Он наконец плакать перестал, встал с дивана и начал опять ходить по комнате, продолжая со мною разговор, но поминутно поглядывая в окошко и прислушиваясь в переднюю. Разговор наш продолжался бессвязно. Все уверения мои и успокоения отскакивали как от стены горох. Он мало слушал, но все-таки ему ужасно нужно было, чтоб я его успокоивал и без умолку говорил в этом смысле. Я видел, что он не мог теперь без меня обойтись и ни за что бы не отпустил от себя. Я остался, и мы просидели часа два с лишком. В разговоре он вспомнил, что Блюм захватил с собою две найденные у него прокламации.
— Как прокламации! — испугался я сдуру. — Разве вы…
— Э, мне подкинули десять штук, — ответил он досадливо (он со мною говорил то досадливо и высокомерно, то ужасно жалобно и приниженно), но я с восьмью уже распорядился, а Блюм захватил только две…
И он вдруг покраснел от негодования.
— Vous me mettez avec ces gens-là![164] Неужто вы полагаете, что я могу быть с этими подлецами, с подметчиками, с моим сынком Петром Степановичем, avec ces esprits-forts de la lâcheté![165] О боже!
— Ба, да не смешали ли вас как-нибудь… Впрочем, вздор, быть не может! — заметил я.
— Savez-vous,[166] — вырвалось у него вдруг, — я чувствую минутами, que je ferai là-bas quelque esclandre.[167] О, не уходите, не оставляйте меня одного! Ma carrière est finie aujourd'hui, je le sens.[168] Я, знаете, я, может быть, брошусь и укушу там кого-нибудь, как тот подпоручик…
Он посмотрел на меня странным взглядом — испуганным и в то же время как бы и желающим испугать. Он действительно всё более и более раздражался на кого-то и на что-то, по мере того как проходило время и не являлись «кибитки»; даже злился. Вдруг Настасья, зашедшая зачем-то из кухни в переднюю, задела и уронила там вешалку. Степан Трофимович задрожал и помертвел на месте; но когда дело обозначилось, он чуть не завизжал на Настью и, топоча ногами, прогнал ее обратно на кухню. Минуту спустя он проговорил, смотря на меня в отчаянии:
— Я погиб! Cher, — сел он вдруг подле меня и жалко-жалко посмотрел мне пристально в глаза, — cher, я не Сибири боюсь, клянусь вам, о, je vous jure[169] (даже слезы проступили в глазах его), я другого боюсь…

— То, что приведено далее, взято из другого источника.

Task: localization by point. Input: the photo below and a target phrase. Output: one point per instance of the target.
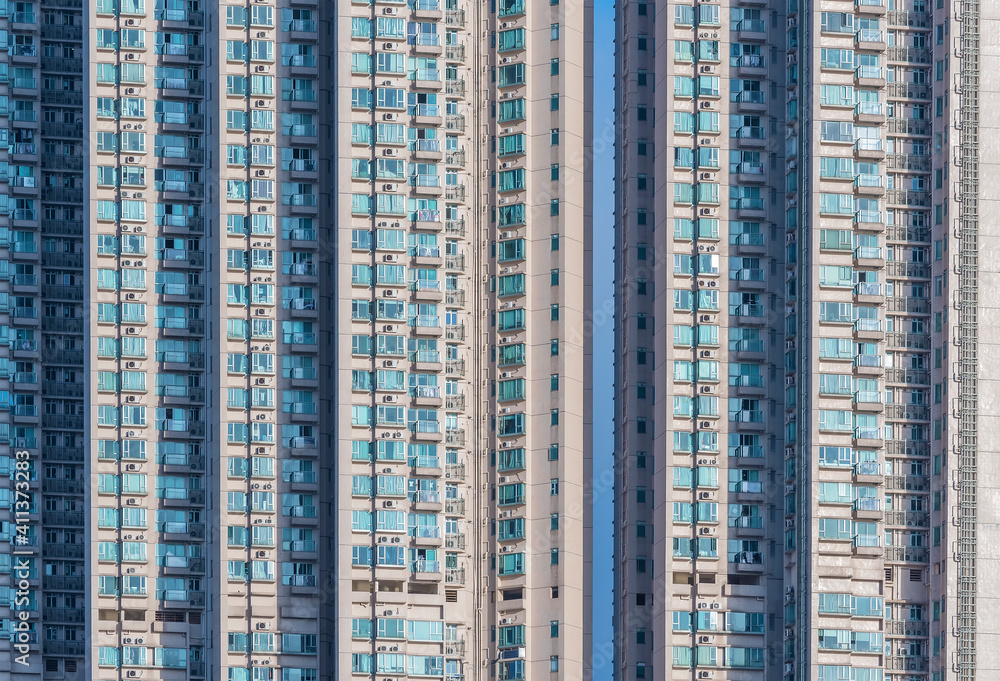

Я догадался уже по виду его, что он хочет сообщить мне наконец что-то чрезвычайное, но что до сих пор он, стало быть, удерживался сообщить.
— Я позора боюсь, — прошептал он таинственно.
— Какого позора? да ведь напротив! Поверьте, Степан Трофимович, что всё это сегодня же объяснится и кончится в вашу пользу…
— Вы так уверены, что меня простят?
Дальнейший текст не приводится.